Había recipientes que, en su tiempo, debieron de servir para guardar las frutas y verduras frescas y ahora aparecían llenos de polvo y huesos de fruta y pellejos secos y moho. Había una cámara frigorífica donde sin duda colgaban los animales muertos. Estaba vacía y caliente. Había un refrigerador, que aún funcionaba. Posiblemente parte de la comida guardada en el congelador sería aún comestible; pero Luis no quiso correr el riesgo.

No había latas de conservas.

Las espitas de agua estaban secas.

Aparte del refrigerador, el aparato más complejo que encontró fueron los goznes de las puertas. Los hornos y fogones no tenían indicadores de temperatura ni cronómetros. Tampoco encontró nada equivalente a un tostador de pan. Sobre la cocina colgaban unos cordeles, con unas bulbosidades. ¿Especias sin elaborar? ¿No poseían especias envasadas?

Luis echó un último vistazo antes de salir. Y entonces descubrió lo que realmente había ocurrido.

Originariamente, ese cuarto no había estado destinado a cocina.

¿Qué era pues? ¿Una despensa? ¿Un cuarto de tride? Probablemente lo segundo. Una pared estaba completamente vacía, recubierto con una capa de pintura uniforme que parecía más reciente que el resto; y en el suelo aún se veían las señales de los lugares que antes podrían haber ocupado las sillas y divanes.

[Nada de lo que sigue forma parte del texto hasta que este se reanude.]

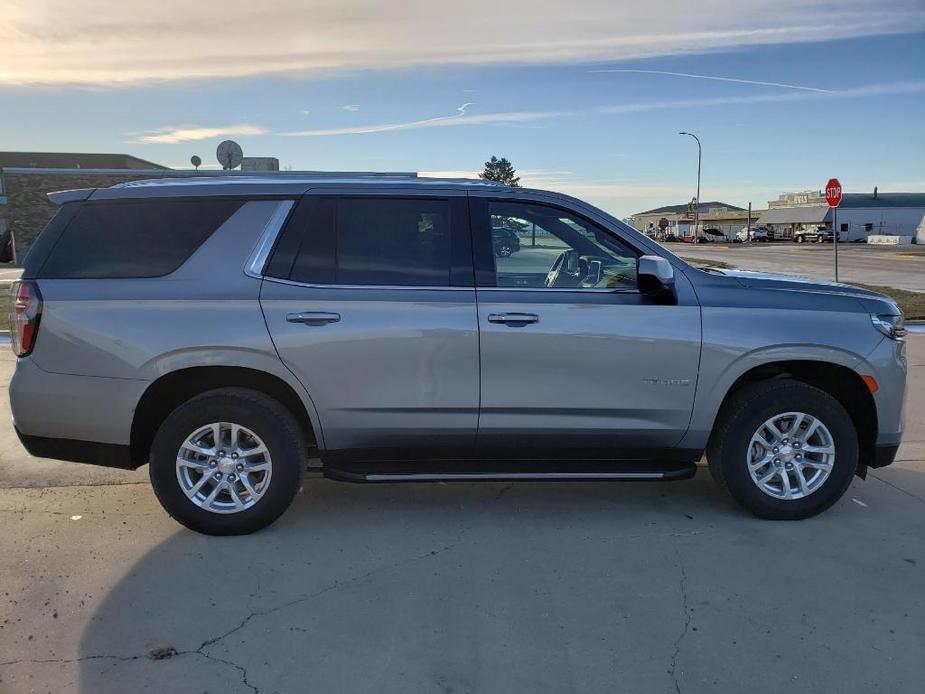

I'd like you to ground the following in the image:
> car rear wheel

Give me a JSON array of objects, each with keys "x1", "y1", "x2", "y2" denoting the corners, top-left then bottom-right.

Conque eso era. Esa habitación había sido una sala de esparcimiento. Luego, debía de haberse estropeado la pantalla mural y nadie había sido capaz de repararla. La cocina automática debía haber corrido igual suerte.

Y de este modo la gran sala de tride había acabado transformada en una cocina manual. Tales cocinas debían ser de uso corriente a esas alturas y seguramente ya no quedaba nadie capaz de reparar una cocina automática. Los alimentos crudos probablemente eran transportados hasta allí en un camión volante.